The first self-unloader on the Great Lakes was the Hennepin, launched in 1888 as the George H. Dyer and retrofitted as a self-unloader in 1902. The ship sank in 1927 under tow in Lake Michigan off South Haven, Michigan. The Michigan Shipwreck research Association discovered the wreck in 2013.

"As much as anything in the book, apart from the physical design of the ships that we sort of brag about and call our own in a North American style, the self-unloading equipment likewise is probably something we can be proud of," Mr. McRae said. "You see it on the lake ships in Canada and the U.S., and they have it down to a science."

The self-unloading technology is being used in places like Australia and the west coast of Africa where there's a lack of port infrastructure, Mr. McRae said.

"They can certainly place the cargo where needed by themselves," Mr. McRae said. "I think that's something we can point to as something North America has brought to marine (industry) in a very proud way."

A new era

Last July, the first U.S.-flagged Great Lakes bulk barrier built in this country in nearly 40 years was christened. The Mark W. Barker was built at Fincantieri Bay Shipbuilding, Sturgeon Bay, Wisconsin. The 639-foot vessel with 8,000 engine horsepower is owned by the Interlake Steamship Company, Middleburg Heights, Ohio, and is named after the president of the company. It was designed to navigate the tight bends of the Cuyahoga River in Cleveland. Its owners say the M.W. Barker is the first ship on the Great Lakes with engines that meet federal Environmental Protection Agency Tier 4 emissions standards.

"The construction of this vessel, which was made from steel manufactured in Indiana, from iron ore delivered by vessel from Minnesota, reinforces our long-term commitment to shipping and delivering essential cargoes for our customers throughout the region," Mr. Barker said in a news release.

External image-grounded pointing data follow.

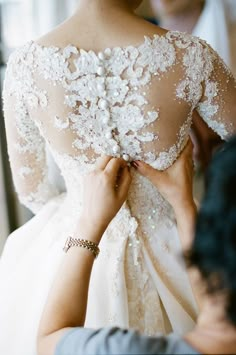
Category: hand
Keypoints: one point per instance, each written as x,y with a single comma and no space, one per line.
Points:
105,191
175,183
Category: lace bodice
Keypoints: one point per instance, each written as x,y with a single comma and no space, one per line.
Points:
135,102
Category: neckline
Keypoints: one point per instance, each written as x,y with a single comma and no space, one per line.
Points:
146,38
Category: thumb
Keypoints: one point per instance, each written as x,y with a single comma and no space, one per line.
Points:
147,171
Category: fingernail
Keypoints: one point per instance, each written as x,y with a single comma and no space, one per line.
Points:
135,164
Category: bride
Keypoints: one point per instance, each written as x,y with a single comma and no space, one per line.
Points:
104,82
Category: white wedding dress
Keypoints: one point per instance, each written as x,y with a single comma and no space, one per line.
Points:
135,102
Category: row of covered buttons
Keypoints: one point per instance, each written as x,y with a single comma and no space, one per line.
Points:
103,104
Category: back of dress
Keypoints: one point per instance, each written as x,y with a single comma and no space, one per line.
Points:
135,102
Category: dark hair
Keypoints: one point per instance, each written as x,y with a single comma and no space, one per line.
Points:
214,247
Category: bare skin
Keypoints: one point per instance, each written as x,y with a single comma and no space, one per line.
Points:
213,333
100,24
183,15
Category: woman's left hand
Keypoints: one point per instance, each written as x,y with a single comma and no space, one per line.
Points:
105,191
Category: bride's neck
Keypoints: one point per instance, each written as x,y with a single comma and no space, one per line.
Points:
104,5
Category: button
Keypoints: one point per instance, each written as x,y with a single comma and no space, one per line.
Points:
116,149
103,104
100,71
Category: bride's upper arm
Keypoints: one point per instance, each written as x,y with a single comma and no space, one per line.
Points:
217,106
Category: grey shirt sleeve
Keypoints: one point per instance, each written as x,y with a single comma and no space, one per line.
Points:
115,341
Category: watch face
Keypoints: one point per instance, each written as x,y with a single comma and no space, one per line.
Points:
68,244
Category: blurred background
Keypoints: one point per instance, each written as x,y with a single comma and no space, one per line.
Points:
24,20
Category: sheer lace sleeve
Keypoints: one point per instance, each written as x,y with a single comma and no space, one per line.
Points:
217,106
26,147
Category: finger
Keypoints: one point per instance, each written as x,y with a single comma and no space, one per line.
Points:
147,171
124,183
114,166
102,162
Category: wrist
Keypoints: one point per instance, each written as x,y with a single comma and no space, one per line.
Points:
89,230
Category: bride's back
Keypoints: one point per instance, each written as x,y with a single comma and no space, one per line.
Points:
120,87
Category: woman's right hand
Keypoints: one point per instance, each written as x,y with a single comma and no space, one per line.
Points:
175,183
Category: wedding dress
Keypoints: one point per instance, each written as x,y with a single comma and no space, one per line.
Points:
135,102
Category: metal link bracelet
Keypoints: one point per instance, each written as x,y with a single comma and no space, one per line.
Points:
83,243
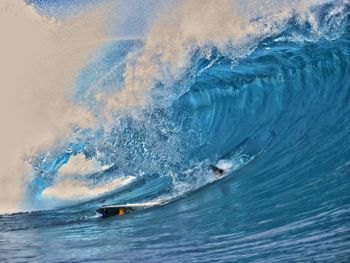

"Wherever she goes, she creates quite a stir, being the first one in a long time," Mr. McRae said. "She's not built to any maximum dimension. She's built to trade on the open lake and carry a good amount of cargo but because she's a smaller dimension ship, can navigate in narrower rivers where she can deliver her cargo. Everybody thinks ships are becoming bigger and bigger. This is an example where she's smaller, but she can be used in different ways." — The Details

WHAT: "Seaway Queens: The Style and Grace of Legendary Lakers," by Jim McRae with a forward by Joseph P. Fischer. Published by Griffintown Media, Montreal.

SPECS: The book has 144 pages with more than 100 images including photographs, illustrations, ship drawings and printed artifacts from marine museums and private collections. A companion app links to video content. Book dimensions are nearly 11-inches-by-10-inches.

WHERE AVAILABLE: Seawayqueens.com

COST: $44.95, Canadian funds.

AN EXPERT'S VIEW: "Jim McRae manages to deliver a book that every St. Lawrence River cottage should have on its coffee table, as it keeps alive a dying breed of ships. Generations from now will never have the ability to appreciate ships like those in the book, but finding them on grandpa's bookshelf at the cottage will spark interest and curiosity for years to come." — Michael J. Folsom, founder of the St. Lawrence Seaway Shipwatchers Facebook group.

OF NOTE: Mr. McRae said that for the first publishing run of the book, it is only be available at the "Seaway Queens" website and at museums along the Great Lakes, where copies have been requested. "For the first go, we were trying to do something a bit different," Mr. McRae said. "We know the lake community is very healthy online, so we're targeting the marketing for those audiences first. As we grow this and it reaches beyond the boat community, we'll go to bigger outlets like Amazon and Chapters, here in Canada."